A couple of days ago I saw a photo published on Instagram by Sami Tamimi (the less well-known co-author of the brilliant cookbook "Jerusalem", written in conjunction with Yotam Ottolenghi). It was of a dish he described as "Roasted chicken with tomato, leek, sherry vinegar, cumin and paprika". It looked so appealing that I decided to try to recreate it, even though I had no recipe for it.
Sami Tamimi's dish was evidently made with bone-in chicken leg / thigh portions. I had only some large breast portions, but at least they had skin on and a little bone too. Since they were so big, I divided each one into two. I marinated them for a couple of hours with olive oil, powdered cumin, and paprika - both the sweet version and the hot one.
Nearer cooking time, I put the chicken into an oiled roasting-tin, along with two leeks sliced into 1-inch pieces, 4 whole peeled cloves of garlic and 4 smallish tomatoes, halved. The whole lot was then sprinkled with cumin seeds, more powdered paprika and some salt and pepper, plus a generous splash of dry Sherry and a drizzle of Pomegranate Molasses. At the appropriate moment the dish went into a pre-heated oven at 180C, for about 45 minutes.
To accompany the chicken I prepared some Savoy cabbage and some Purple Sprouting Broccoli (both from my garden) and some couscous to which I added toasted pine-nuts, currants and chopped fresh Parsley.
A few minutes before serving-time I sloshed in a little red wine vinegar, which provided a lovely counterpoint to the sweet molasses.

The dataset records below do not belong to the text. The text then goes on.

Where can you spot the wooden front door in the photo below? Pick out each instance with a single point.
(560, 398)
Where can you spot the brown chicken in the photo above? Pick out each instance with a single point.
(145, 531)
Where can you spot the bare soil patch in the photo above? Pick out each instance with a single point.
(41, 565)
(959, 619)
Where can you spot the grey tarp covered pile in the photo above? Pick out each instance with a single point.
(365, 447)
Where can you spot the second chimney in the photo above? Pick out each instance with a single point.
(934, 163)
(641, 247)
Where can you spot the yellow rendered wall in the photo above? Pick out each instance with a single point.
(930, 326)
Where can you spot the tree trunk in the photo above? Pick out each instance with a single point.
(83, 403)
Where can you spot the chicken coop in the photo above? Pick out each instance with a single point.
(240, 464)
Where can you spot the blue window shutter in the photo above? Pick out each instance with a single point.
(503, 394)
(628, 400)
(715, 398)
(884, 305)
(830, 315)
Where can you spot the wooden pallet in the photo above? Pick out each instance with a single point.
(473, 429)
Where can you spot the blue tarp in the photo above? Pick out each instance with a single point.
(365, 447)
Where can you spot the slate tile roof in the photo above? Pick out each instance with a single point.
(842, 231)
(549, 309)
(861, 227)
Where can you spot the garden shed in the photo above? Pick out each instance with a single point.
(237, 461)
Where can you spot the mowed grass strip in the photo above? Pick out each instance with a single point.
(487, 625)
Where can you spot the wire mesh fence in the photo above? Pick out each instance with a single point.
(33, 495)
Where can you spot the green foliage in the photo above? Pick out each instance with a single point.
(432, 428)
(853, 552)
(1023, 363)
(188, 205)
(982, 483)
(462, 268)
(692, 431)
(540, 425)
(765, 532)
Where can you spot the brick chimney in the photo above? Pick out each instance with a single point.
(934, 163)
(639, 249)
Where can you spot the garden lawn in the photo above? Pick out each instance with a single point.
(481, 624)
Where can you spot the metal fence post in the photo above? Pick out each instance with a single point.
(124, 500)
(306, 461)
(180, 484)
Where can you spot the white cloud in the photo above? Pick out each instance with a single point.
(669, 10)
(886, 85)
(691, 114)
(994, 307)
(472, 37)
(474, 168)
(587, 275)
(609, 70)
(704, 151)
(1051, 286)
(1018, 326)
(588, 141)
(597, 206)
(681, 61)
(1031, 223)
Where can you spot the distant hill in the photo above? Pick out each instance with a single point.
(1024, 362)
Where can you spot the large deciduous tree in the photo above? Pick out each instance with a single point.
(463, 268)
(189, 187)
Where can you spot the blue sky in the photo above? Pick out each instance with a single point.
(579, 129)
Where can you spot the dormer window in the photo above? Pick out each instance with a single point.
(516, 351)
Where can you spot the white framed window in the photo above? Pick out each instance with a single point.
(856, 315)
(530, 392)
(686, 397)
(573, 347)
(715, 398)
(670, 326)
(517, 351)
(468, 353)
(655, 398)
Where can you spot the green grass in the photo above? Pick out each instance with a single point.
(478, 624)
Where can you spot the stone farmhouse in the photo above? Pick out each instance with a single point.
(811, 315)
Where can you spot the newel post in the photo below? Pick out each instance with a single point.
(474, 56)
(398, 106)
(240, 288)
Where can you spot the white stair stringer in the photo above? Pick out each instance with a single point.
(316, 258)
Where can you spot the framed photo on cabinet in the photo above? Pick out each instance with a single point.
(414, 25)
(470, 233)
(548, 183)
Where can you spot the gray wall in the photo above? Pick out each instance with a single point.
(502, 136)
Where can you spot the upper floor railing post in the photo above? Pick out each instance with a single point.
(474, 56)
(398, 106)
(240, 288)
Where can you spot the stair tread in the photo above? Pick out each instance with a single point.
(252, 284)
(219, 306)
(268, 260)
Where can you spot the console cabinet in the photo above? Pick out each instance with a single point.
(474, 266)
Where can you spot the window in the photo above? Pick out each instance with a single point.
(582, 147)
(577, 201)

After 45 minutes in the oven, this is what the dish looked like:
Lots of lovely sticky bits, sweet and sour!
We loved this dish. Cooked with the skin on, the chicken stayed beautifully moist, and the flavours combined really well - sweet tomatoes and molasses, sharp sherry and vinegar, soft couscous with little nuggets of crunch in the toasted pine-nuts, iron-rich cabbage and broccoli. I nearly forgot to mention the leeks! A little charred on the outside (caramelised), but soft and creamy on the inside.
I used to think of Yotam Ottolenghi as Number One, and Sami Tamimi as Number Two, but now I realise that Sami is just as good! This recipe will undoubtedly be used again.